- The Washington Times - Monday, July 2, 2001

House Speaker J. Dennis Hastert says he's been assured President Bush will sign a new compromise patients' bill of rights crafted by House Republicans as an alternative to the Democratic version the Senate passed Friday night that the administration opposes.
"The bill we have before the House is one, I'm sure, the president will sign. He says he'll sign it. And we need to get a product, not a political statement," the Illinois Republican said yesterday on CBS' "Face the Nation."
But Senate Majority Leader Tom Daschle, South Dakota Democrat, interviewed on ABC's "This Week," cited published reports yesterday that quoted White House press secretary Ari Fleischer as saying Mr. Bush can accept 90 percent of the Senate patients' rights bill.
If that's the case, Mr.

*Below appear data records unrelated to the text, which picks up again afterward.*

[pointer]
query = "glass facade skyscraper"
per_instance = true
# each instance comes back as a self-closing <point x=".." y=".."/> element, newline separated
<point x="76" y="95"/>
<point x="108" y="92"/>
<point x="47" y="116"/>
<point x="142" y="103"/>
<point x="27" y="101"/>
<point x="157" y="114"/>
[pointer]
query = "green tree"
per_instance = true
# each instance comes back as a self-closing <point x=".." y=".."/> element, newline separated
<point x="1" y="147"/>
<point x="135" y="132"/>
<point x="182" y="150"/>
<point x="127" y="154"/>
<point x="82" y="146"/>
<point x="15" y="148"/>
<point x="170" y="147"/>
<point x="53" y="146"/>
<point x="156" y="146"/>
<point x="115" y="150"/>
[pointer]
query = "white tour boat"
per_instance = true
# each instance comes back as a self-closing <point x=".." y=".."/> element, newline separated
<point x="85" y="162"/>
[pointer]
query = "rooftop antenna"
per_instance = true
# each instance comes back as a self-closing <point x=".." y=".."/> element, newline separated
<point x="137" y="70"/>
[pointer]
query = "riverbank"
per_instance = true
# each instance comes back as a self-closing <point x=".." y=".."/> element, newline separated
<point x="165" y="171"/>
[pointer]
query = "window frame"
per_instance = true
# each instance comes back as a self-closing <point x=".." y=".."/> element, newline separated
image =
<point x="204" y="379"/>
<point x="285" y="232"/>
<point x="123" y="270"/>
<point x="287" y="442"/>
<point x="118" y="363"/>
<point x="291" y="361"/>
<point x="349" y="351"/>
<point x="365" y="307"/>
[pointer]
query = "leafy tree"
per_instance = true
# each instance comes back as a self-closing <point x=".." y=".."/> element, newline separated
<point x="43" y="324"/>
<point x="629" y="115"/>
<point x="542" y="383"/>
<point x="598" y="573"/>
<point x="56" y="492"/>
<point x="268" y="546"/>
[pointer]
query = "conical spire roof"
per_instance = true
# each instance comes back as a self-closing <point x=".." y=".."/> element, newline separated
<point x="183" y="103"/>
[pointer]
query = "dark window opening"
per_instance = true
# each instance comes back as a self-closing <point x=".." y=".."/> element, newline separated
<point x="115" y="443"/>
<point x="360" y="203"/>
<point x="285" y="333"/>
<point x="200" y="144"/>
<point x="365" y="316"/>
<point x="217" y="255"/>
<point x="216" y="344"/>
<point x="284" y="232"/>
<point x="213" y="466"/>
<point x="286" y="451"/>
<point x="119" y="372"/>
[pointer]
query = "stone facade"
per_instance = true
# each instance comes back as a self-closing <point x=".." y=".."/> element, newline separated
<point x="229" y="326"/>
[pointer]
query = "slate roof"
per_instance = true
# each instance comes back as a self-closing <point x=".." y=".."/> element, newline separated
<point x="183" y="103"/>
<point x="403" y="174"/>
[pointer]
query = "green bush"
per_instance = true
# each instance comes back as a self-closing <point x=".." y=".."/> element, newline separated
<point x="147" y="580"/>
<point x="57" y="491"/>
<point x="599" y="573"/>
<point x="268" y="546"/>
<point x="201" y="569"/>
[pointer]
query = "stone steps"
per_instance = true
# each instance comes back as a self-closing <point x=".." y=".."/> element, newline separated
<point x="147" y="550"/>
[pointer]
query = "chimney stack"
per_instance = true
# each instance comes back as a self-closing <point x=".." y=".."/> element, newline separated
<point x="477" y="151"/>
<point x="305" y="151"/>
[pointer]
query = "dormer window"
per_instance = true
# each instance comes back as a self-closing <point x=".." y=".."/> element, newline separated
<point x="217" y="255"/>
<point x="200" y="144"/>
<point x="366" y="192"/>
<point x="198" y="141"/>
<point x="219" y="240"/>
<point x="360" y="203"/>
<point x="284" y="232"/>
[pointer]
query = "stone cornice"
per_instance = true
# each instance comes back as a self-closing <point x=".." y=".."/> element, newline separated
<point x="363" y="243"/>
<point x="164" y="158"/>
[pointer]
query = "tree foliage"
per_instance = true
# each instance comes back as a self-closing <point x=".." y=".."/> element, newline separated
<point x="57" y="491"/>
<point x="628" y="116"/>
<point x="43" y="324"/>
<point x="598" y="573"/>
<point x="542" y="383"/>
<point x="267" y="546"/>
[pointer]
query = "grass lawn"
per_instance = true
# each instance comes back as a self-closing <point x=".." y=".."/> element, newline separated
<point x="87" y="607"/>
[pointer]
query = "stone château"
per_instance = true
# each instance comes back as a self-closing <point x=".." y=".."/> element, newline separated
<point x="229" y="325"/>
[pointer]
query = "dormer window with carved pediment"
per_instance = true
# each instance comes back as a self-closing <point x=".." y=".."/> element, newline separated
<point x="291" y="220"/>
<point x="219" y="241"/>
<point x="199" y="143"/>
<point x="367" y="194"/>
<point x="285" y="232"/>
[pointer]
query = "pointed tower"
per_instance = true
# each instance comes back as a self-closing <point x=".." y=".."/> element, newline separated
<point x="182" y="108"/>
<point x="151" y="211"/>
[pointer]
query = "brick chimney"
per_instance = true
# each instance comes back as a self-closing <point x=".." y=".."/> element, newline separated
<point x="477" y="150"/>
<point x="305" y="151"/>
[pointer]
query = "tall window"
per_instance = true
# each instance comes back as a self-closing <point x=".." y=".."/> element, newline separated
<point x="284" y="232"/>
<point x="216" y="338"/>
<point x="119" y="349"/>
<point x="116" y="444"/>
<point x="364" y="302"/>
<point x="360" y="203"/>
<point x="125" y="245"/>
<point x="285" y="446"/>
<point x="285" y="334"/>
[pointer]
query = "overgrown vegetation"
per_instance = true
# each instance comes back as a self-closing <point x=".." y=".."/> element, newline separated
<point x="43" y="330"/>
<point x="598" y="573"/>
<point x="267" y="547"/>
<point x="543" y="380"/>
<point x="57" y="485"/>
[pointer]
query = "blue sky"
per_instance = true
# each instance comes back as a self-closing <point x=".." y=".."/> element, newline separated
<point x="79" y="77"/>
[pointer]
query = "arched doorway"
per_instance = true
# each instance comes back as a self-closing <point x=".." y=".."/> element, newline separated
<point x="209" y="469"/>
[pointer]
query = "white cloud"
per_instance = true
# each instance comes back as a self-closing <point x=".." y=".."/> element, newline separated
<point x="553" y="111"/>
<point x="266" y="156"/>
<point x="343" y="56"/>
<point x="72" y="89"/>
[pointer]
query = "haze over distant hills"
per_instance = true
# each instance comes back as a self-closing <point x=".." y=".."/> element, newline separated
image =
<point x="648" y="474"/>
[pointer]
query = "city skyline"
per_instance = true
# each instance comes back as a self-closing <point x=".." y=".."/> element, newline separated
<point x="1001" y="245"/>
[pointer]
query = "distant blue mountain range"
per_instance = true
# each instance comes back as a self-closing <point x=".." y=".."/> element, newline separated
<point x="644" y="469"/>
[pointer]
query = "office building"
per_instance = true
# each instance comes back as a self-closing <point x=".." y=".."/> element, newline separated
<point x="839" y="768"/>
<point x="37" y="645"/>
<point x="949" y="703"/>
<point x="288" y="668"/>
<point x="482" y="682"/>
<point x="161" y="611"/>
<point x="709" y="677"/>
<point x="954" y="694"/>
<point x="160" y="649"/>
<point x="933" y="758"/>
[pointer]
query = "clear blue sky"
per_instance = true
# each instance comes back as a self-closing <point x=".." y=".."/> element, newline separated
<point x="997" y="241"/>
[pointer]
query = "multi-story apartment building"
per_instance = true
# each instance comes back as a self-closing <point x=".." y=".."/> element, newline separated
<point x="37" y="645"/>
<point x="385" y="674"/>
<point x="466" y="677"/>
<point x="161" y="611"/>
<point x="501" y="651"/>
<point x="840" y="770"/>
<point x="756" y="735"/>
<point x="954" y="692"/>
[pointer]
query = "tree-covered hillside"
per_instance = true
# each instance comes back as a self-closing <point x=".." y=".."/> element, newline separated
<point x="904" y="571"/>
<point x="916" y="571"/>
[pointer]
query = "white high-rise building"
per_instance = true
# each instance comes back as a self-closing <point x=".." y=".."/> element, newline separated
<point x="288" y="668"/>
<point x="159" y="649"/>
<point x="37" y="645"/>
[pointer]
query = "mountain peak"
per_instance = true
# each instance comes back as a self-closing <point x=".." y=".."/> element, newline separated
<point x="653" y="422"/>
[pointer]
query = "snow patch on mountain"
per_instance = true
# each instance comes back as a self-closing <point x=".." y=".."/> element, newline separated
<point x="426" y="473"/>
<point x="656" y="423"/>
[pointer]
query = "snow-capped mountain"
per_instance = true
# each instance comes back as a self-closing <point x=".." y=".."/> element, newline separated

Daschle said, perhaps the president "could do what he did in Texas" with the patients' bill of rights passed by lawmakers in that state.
"After he vetoed it the first time, he let it become law without his signature," Mr. Daschle said.
He urged Mr. Bush to compromise more on the Democrat-supported bill.
"Clearly, this has to become law," Mr. Daschle said of the Kennedy-McCain-Edwards bill.
House Democrats say they think they have the votes to pass a bill that's similar — but not identical to —the one passed by the Senate. But pressed on CBS, Mr. Hastert said, "I think we'll be able to pass our bill."
House Republicans forged the new compromise bill in the hopes it can defeat a rival measure, sponsored by Rep. John D. Dingell, Michigan Democrat; Rep. Charlie Norwood, Georgia Republican; and Rep. Greg Ganske, Iowa Republican and a physician.
Critics of the Dingell bill, which previously passed the House in 1999, say it will encourage a flood of lawsuits against health insurers because of the potential for big payoffs, and they charge it will cause many Americans to lose medical coverage.
Opponents make the same accusations about the bill passed Friday by the Senate.
In a statement Friday night after the Senate's vote on the McCain-Kennedy-Edwards Patients Protection Act, Dr. Donald Young, interim president of the Health Insurance Association of America, said the measure "would cause over a million Americans to lose their health coverage and do nothing to improve the quality of health care."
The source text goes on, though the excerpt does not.